La parte final de su estudio la dedica Gargallo Gil a explicar cómo se
desarrolla la lengua fala entre los más jóvenes. Para ello hizo uso de
diversas encuestas (fotocopiadas al final del presente trabajo), además de
redacciones y ejercicios de léxico que mandó realizar a los diversos escolares
de la zona. En la elaboración de los ejercicios los alumnos podían contar con
el asesoramiento de sus familiares.
El
estudio concluye con las últimas aportaciones de la
Asociación ‘Alén do Val’ de Investigación Lingüística y cultural,
cuyo máximo dirigente es Costas. El énfasis en las propuestas sigue teniendo
como principal referente la relación tan estrecha entre el gallego y las hablas
de los tres pueblos del Valle de Xálima.
MARTÍN
GALINDO, José Luis. A Fala de Xálima. O
falar fronteirizo de Eljas, San Martín de Trevejo y Valverde. Estudios y
Documentos sobre la fala, Tomo II, Mérida, Editora Regional de
Extremadura,1999, (399p.).
La obra que analizamos a continuación es, de las que se han escrito
acerca del fala, la de mayor volumen. A simple vista puede definirse como un
gran compendio de conocimientos históricos, antropológicos y lingüísticos
perfectamente ordenados y presentados con claridad y elegancia, alternando, además,
junto a las ideas y conocimientos de los textos, numerosas fotografías y
dibujos que vienen a ser testimonio visual de lo que se cuenta.

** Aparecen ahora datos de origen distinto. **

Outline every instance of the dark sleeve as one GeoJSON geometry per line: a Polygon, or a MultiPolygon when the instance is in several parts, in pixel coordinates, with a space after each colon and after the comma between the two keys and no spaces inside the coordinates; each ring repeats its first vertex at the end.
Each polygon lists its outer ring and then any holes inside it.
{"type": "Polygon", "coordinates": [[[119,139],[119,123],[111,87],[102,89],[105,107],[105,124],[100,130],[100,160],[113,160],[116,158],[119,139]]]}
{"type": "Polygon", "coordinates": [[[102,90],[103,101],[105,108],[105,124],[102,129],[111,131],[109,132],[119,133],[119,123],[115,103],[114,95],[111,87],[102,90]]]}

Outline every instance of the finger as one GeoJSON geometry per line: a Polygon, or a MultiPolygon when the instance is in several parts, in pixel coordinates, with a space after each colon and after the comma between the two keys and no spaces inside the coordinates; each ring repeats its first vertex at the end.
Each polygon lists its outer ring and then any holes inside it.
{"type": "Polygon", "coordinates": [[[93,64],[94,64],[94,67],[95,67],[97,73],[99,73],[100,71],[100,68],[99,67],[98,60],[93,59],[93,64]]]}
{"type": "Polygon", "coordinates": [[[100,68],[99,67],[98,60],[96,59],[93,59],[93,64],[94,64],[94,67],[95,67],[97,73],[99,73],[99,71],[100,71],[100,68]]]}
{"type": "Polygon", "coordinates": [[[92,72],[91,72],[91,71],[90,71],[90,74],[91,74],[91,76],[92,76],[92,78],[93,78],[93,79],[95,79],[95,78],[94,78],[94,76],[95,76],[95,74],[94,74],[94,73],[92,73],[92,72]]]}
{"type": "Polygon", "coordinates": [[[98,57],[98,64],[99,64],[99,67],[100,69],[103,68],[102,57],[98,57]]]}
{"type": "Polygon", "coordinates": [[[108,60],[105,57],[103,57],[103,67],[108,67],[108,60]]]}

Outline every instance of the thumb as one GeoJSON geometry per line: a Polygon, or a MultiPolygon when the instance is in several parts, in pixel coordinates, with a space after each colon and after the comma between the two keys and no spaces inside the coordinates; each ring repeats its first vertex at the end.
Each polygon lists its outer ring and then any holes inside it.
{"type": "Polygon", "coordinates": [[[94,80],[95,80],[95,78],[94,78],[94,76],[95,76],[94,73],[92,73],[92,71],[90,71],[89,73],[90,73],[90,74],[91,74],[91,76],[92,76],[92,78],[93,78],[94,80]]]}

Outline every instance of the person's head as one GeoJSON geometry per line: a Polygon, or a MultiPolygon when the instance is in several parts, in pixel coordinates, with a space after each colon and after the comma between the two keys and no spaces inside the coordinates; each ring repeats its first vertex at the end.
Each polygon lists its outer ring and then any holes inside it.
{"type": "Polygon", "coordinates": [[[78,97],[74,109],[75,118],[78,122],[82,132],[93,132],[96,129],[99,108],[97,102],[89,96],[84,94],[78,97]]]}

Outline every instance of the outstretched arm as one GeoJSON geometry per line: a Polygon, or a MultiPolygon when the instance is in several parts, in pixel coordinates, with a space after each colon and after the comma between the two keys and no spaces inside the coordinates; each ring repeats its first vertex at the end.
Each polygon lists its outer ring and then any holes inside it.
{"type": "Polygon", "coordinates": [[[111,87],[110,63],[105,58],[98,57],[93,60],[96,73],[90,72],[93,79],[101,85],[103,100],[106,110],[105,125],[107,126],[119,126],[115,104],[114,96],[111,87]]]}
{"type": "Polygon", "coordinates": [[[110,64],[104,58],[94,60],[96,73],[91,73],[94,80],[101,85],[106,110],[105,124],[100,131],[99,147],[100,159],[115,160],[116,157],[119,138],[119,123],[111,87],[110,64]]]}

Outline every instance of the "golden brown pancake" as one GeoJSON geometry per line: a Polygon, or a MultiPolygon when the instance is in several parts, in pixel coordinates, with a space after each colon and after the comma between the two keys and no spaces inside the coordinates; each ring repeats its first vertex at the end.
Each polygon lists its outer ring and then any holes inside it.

Prefiere hablar el autor de ‘hablas extremeñas’ en lugar de dialecto
extremeño13 :
“....tampoco
es muy riguroso hablar de la existencia de un dialecto extremeño, sino de
varias hablas extremeñas de orígenes e influencias diversas...... Y no podía
ser de otra forma, también en nuestra tierra extremeña está presente la entrañable
lengua portuguesa. Aunque poco conocido, y a veces no queriendo ser reconocido,
en Extremadura hay zonas donde se hablan variantes dialectales del portugués
moderno o del galaico-portugués arcaico”.
Distingue
Martín Galindo las distintas partes en que se habla el portugués dentro de
Extremadura: 1) el portugués alentejano de Olivenza, 2) el portugués arcaico
de Herrera de Alcántara y el moderno de Cedillo, 3) la franja de la lengua
portuguesa de la Campiña de Valencia de Alcántara y el municipio de La
Codosera, y 4) la antigua fala galaico-portuguesa de Eljas, Valverde del Fresno
y San Martín de Trevejo.
Junto
a la tradicional ubicación del Valle de Xálima que encontraremos en todos los
volúmenes comentados, Martín Galindo incorpora la descripción (p.35-58) de
las “verdes tierras” y el “paisaje frondoso” del valle. Destaca la
abundancia de agua y la climatología templada. Pero no concede sólo
importancia a la geografía o clima de la región, incide también en la
pervivencia de la cultura castreña galaico-portuguesa ejemplificando con
elementos caracterizadores de la misma: los chozos.
No
olvida comentar otra de las características del Valle de Xálima: los textos de
tradición oral (p.59-73), entre los que incluye cuentos tradicionales, refranes
antiguos, las bellas coplas y
“as adivinanzas, as comparanzas”.
En el capítulo III del
libro, Martín Galindo no duda en manifestar cuál es su postura frente a la
caracterización de la lengua que estudia14:
“Que
la Fala de Xálima presenta la mayor parte de los rasgos fonéticos, de
vocabulario y de sintaxis del galaico-portugués o del portugués arcaico es un
hecho que no se discute por la coincidencia de la mayoría de los lingüistas de
reconocido prestigio que la han estudiado”.
A
continuación comenta el autor cuáles son las principales aportaciones a las
que hacen alusión los “lingüistas de reconocido prestigio”.
No duda en criticar,
tampoco, la
corriente gallega encabezada por José Enrique Costas15:
“La teoría ‘gallega’ sobre la Fala de Xálima es una simple
especulación y carece de todo fundamento; lo mismo que haber bautizado a la
tierra de manhegus, lagarteirus y valverdeirus con el nombre de ‘Val do río
Ellas’ es otra invención fantástica, ya que no
existe
ninguna razón ni antecedente histórico en que basarse para semejante
denominación”.
Las
siguientes páginas (p.84-116) las utiliza el autor para aclarar los orígenes y
la conservación de la fala; presentando, para ello,
testimonios anteriores a la repoblación leonesa del siglo XIII. Parte
Martín Galindo del sustrato cultural celta y la vecindad con Portugal para
explicar la conservación de la fala de Xálima.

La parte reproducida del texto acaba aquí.